You find your way out of the station, your friend chattering on. “And there’s this square, somewhere, where all the artists set up easels and stuff and you can get a sketch of yourself for pretty cheap, I wanna find that, if we can. See? It won’t be so bad, we’ll still get to Florence in time, we’re just taking a little pit stop on the way.”

Florence, that was it. Despite your waning efforts to stay petulant, the clean-ish clothes you changed into and your friend’s enthusiasm are getting to you. “Right. So, any French words I should know?”

*     *     *

An hour later, your patience is in danger of getting swept away in the Seine. The Seine that you haven’t even seen yet, because your friend is suddenly determined to find these artists with their easels and sketchbooks and get a drawing that she can send home to her parents or whatever and you’re beginning to suspect that she made the whole place up. “I swear! It’s got to be around here somewhere, Latin Quarter, students, Artist’s Something…maybe we can ask someone.”

“I think they’ll tell you that you’re nuts,” you say, trying to keep your tone light.

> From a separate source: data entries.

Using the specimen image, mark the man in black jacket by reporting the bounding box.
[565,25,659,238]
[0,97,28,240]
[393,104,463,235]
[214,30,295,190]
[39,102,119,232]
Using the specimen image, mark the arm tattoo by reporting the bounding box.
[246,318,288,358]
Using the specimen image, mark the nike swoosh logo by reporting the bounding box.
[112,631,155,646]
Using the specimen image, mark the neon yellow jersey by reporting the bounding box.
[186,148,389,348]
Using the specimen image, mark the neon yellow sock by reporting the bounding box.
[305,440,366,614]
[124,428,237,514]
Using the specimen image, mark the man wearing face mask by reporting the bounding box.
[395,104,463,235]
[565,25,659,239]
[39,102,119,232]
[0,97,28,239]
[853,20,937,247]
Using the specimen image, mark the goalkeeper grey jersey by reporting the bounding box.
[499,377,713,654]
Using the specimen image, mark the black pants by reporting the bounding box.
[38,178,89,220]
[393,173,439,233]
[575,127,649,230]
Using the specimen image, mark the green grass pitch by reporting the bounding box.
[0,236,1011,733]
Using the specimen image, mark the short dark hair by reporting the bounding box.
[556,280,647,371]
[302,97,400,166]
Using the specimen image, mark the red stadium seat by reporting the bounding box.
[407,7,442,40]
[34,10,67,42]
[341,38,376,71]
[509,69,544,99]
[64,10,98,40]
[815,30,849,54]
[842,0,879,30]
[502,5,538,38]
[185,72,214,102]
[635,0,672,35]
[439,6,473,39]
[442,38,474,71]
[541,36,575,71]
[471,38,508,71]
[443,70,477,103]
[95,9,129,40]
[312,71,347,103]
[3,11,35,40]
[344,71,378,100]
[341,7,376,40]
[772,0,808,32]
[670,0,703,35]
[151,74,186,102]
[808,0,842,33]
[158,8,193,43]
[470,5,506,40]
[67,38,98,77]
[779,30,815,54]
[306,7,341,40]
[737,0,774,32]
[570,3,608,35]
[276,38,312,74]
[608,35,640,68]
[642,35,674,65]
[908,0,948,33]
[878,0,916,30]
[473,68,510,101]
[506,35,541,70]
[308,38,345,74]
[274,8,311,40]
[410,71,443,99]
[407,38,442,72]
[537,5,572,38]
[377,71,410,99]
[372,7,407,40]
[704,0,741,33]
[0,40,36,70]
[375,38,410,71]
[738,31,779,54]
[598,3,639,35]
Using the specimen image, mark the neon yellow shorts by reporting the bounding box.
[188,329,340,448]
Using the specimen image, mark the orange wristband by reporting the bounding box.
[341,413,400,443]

“I just forget what it’s called…” She flips through the little pocket guidebook from the train station again. At least she found a little café with, admittedly, delicious croissants and pastries, and fresh-squeezed orange juice, so at least your stomach’s somewhat happy as you trek aimlessly up and down streets in the fifth arrondissement, the Latin Quarter, the supposedly lively neighborhood that was — is, probably — home to Paris’ most famous universities. You turn a corner and see a giant dome.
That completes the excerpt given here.